The Unity (Monism) of the System

What is then the principle which should serve as the foundation of aesthetics as a science?
For idealist aesthetics, this is the Spirit. The aesthetic wealth of the world itself is viewed as the product of either the Absolute Spirit, i.e. God, or of individual consciousness, and the evolution of art, as a development stage passed by the Absolute Idea, or the result of the growing complexity of the artist's inner world. Materialism emphasises the objective existence of the world's aesthetic wealth and is aware of its material (natural or social) sources and causes.
From this point of view, art is imitation of nature (Aristotle), its mirror reflection (Leonardo da Vinci), the reproduction and interpretation of life and a judgement over it (Chernyshevsky), the reflection of social being in one of the forms of social consciousness (Marxism).

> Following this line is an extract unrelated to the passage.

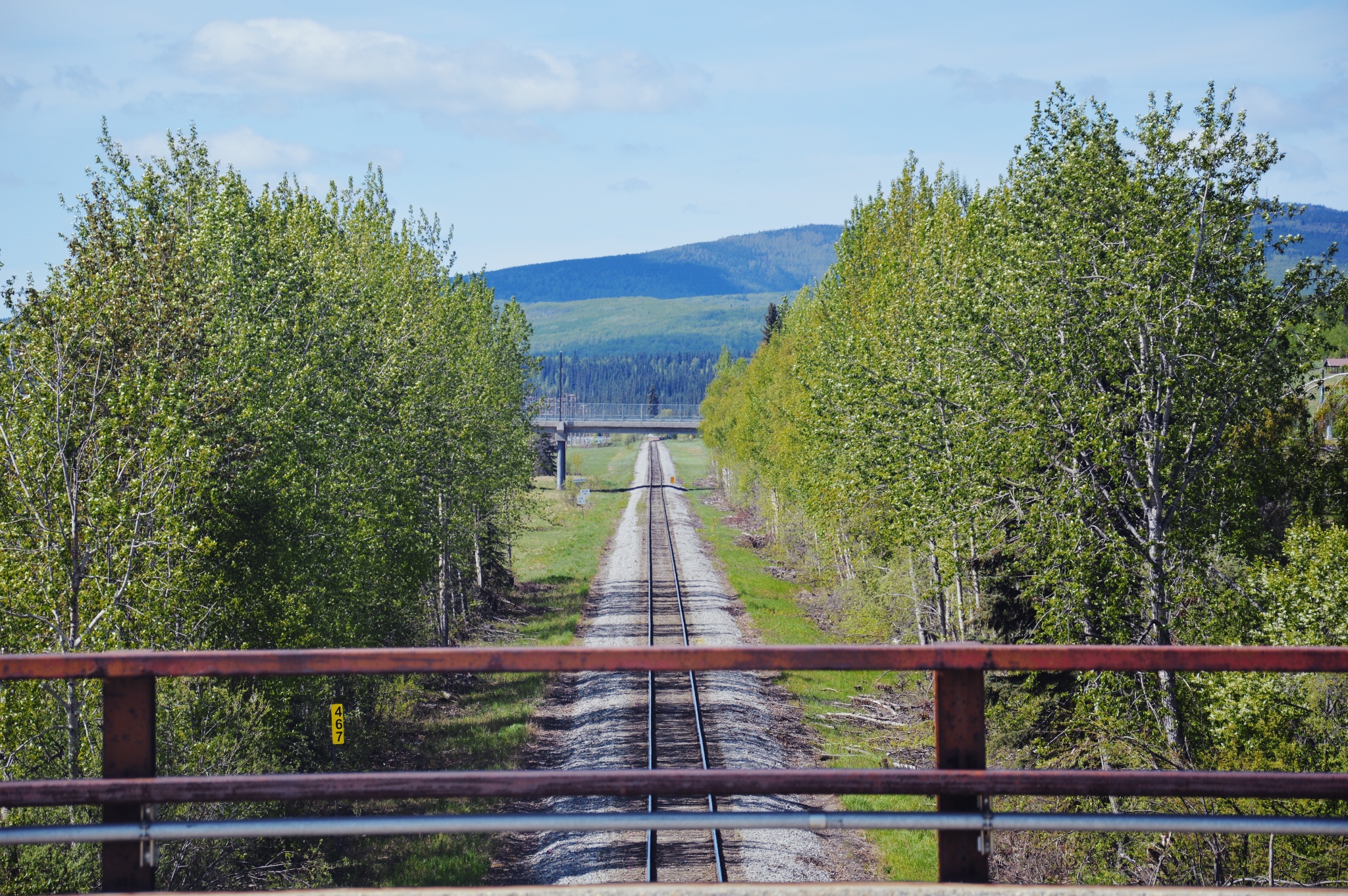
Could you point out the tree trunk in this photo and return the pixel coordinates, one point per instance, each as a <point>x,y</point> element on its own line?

The history of aesthetics has known quite a few doctrines which attempted to embrace, using a single principle, world artistic process in its entirety. Each of these monist aesthetic doctrines depended on the interpretation of the relationship between art and life. Two of them – those of Aristotle and Hegel – were truly global.
Aristotle's system rested on the theory of imitation (mimesis). He distinguished between the object, material and way of imitation, and used the same principles to explain the aesthetic categories, the nature of art, and its kinds and genres. Aristotle's system is turned towards life whose relation to art is interpreted as imitation.

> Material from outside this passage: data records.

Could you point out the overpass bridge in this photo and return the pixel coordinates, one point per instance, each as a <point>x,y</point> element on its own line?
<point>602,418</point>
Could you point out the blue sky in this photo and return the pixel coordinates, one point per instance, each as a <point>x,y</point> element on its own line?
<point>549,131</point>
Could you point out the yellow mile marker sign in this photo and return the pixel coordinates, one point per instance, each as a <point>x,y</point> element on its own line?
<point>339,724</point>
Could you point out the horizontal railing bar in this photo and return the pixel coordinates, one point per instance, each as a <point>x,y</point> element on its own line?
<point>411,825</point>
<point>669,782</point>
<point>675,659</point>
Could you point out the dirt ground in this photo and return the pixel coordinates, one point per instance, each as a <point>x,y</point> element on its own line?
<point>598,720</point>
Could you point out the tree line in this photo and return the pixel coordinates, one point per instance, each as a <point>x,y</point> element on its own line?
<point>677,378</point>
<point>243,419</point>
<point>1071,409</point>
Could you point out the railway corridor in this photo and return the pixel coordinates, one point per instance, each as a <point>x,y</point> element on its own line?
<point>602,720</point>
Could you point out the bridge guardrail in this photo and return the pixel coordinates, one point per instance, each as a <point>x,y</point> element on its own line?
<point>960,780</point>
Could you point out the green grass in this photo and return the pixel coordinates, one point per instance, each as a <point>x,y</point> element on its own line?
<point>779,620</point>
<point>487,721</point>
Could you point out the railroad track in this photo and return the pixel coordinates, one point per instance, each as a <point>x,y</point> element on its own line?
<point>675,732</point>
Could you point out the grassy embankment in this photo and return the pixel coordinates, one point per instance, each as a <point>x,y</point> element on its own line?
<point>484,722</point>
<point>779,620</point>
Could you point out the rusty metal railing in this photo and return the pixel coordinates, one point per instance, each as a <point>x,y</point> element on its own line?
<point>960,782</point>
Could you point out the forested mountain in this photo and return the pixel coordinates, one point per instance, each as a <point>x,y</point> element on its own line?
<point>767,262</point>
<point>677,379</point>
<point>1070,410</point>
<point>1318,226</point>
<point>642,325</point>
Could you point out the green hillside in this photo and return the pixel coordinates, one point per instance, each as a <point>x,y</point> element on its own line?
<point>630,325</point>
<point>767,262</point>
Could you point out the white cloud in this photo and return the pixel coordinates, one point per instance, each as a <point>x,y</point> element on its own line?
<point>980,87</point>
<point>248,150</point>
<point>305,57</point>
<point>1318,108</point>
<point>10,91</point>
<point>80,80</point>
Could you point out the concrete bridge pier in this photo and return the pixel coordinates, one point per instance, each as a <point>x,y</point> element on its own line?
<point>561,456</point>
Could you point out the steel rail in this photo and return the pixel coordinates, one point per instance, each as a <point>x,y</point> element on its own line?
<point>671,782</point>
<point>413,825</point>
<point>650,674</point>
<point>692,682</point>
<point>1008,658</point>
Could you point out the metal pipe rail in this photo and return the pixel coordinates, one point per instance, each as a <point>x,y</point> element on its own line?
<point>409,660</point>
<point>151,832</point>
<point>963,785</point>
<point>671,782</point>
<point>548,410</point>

According to Hegel, the world proceeds from the Absolute Idea. Its self-movement creates a real, material world ("the other being" of the Absolute Idea) and determines the stages of its evolution. A major form of the evolution of the Absolute Idea which fills matter with the spirit is art.

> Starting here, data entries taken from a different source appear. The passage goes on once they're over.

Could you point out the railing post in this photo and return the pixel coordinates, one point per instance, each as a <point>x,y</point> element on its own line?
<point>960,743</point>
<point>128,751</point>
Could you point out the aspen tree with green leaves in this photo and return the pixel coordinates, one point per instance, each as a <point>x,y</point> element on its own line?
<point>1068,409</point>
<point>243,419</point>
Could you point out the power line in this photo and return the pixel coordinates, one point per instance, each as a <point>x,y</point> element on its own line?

When the Spirit first penetrates matter, matter (form) prevails over the idea (content). This stage corresponds to the first, symbolic, form of art (Ancient India, Ancient Egypt), which is best represented by architecture as the art where the material prevails over the spiritual. The same correlation of spirit and matter is inherent in the comic as an aesthetic category.
In its self-development, the Absolute Idea continues to fill matter with the Spirit ushering in the second stage – the classical art marked by harmony of the Spirit and matter, content and form. Harmony belongs, above all, to sculpture and painting, and to the chief aesthetic category – the beautiful. But the balance is soon upset by the continued evolution of the Spirit. The romantic period begins and content begins to prevail over form; this process is reflected in the category of the sublime, and in arts – music and literature.
In Hegel's grandiose and complete system, the evolution of art is part of the evolution of the world (the stage of the evolution of the Spirit in its connection with the material).
The evolution of art is begun by the evolution of the world, it flows into it and is consumed (negated) by it.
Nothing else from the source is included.